It wasn’t until the sixth inning, though, that the club’s sizzling form at the plate reached its peak. In a span of seven batters against Rangers reliever Grant Anderson, the Dodgers left the yard four times.

Shohei Ohtani belted a two-run homer to right. Freddie Freeman added a solo blast in the next at-bat. Hernández, the reigning NL player of the week after his big series against the Yankees, hammered a two-run homer for his 17th, second most in the NL. And with two outs, Jason Heyward golfed another long ball deep to right.

Did the Dodgers, who have celebrated home runs by showering sunflower seeds on one another in the dugout, have enough to last the inning?

“Thank God we have a bunch in the dugout,” said Hernández, who introduced the ritual to the team this season. “It’s fun when that happens.”

Asked what has changed with the lineup over the last week, after the Dodgers were averaging just 3.7 runs in their previous 24 games, Roberts pointed to several factors in the wake of Tuesday’s win.

The big bats at the top of the order are hitting again, highlighted Tuesday by a combined nine hits and 11 RBIs from Betts, Ohtani, Freeman, Smith and Hernández.

The bottom of the order is stressing pitchers, as well, thanks to a recent resurgence from role players like Gavin Lux and Andy Pages, who both had two hits Tuesday.

Mostly, though, Roberts said he is seeing more from his hitters, proudly highlighting a two-strike single from Lux in the fourth inning — a hit that led to Betts’ three-run double — as the latest example of better at-bat conviction and quality.

“You’re not gonna have your A-swing every night,” Roberts said. “But you should have [a will to] compete.

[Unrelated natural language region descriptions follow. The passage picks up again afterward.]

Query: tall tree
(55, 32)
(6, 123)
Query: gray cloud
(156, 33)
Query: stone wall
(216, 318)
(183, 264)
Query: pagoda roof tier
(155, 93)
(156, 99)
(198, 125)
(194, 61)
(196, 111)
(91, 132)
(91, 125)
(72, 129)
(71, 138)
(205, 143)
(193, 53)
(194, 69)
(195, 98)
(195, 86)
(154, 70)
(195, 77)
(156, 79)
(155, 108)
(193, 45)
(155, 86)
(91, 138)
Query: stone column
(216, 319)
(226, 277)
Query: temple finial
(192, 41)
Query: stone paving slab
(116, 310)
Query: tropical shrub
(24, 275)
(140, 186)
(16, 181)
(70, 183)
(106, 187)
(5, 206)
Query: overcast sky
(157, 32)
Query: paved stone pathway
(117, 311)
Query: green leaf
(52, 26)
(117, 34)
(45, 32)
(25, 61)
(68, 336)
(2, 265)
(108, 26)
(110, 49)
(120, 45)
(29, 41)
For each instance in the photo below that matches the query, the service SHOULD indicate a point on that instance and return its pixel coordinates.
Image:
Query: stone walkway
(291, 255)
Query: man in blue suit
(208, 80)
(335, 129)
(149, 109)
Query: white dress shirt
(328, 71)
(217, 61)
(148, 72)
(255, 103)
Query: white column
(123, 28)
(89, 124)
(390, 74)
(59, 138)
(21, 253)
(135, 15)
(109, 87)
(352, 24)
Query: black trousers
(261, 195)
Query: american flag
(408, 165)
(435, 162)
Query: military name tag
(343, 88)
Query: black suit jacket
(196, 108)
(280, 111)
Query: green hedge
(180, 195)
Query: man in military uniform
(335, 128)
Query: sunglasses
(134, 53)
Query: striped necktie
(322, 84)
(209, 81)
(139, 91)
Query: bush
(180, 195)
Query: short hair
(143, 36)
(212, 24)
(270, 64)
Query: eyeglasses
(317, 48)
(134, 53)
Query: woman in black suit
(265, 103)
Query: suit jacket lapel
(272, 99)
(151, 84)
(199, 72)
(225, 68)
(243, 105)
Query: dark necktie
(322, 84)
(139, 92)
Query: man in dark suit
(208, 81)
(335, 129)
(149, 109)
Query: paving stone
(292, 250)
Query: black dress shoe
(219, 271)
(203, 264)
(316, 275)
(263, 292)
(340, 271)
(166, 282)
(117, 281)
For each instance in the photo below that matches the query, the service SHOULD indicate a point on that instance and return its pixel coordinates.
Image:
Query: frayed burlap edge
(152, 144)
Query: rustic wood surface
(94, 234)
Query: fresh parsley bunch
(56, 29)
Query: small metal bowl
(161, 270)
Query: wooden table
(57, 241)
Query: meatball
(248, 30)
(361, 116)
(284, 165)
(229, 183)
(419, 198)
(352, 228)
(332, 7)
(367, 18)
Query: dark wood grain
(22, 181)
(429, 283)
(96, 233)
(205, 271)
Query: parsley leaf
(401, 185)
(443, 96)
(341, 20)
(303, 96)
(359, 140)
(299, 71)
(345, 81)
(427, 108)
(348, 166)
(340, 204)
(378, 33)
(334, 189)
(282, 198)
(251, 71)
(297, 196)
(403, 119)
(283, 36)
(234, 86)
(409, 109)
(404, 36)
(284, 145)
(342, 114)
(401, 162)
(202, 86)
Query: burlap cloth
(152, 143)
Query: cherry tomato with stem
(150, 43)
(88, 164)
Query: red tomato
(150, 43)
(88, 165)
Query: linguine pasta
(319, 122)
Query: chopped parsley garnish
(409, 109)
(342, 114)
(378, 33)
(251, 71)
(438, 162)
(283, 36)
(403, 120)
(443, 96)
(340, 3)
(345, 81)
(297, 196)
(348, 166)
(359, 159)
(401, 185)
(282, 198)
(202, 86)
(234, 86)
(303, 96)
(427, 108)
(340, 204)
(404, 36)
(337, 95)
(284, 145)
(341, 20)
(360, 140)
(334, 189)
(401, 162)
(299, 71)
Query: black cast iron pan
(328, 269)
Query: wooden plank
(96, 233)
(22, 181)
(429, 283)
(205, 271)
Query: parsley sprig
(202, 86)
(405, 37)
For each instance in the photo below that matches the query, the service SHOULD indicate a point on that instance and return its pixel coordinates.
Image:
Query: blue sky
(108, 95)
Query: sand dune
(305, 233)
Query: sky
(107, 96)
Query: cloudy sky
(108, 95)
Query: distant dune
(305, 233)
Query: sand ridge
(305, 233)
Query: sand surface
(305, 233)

And tonight, I saw that. I’ve seen that the last four or five games.”

The question is whether the Dodgers can keep this going and turn one hot week into another blistering stretch of their season.

“I sure hope so,” Freeman said, with a hedge. “I just wish baseball was more of a guarantee and I could tell you yes.”

“I think so,” Roberts echoed, more definitively. “Just what I saw at the back half of that road trip, I do think that there’s a lot of good things that are happening offensively. Tonight, certainly it all came together. And I can see us sustaining this for a bit.”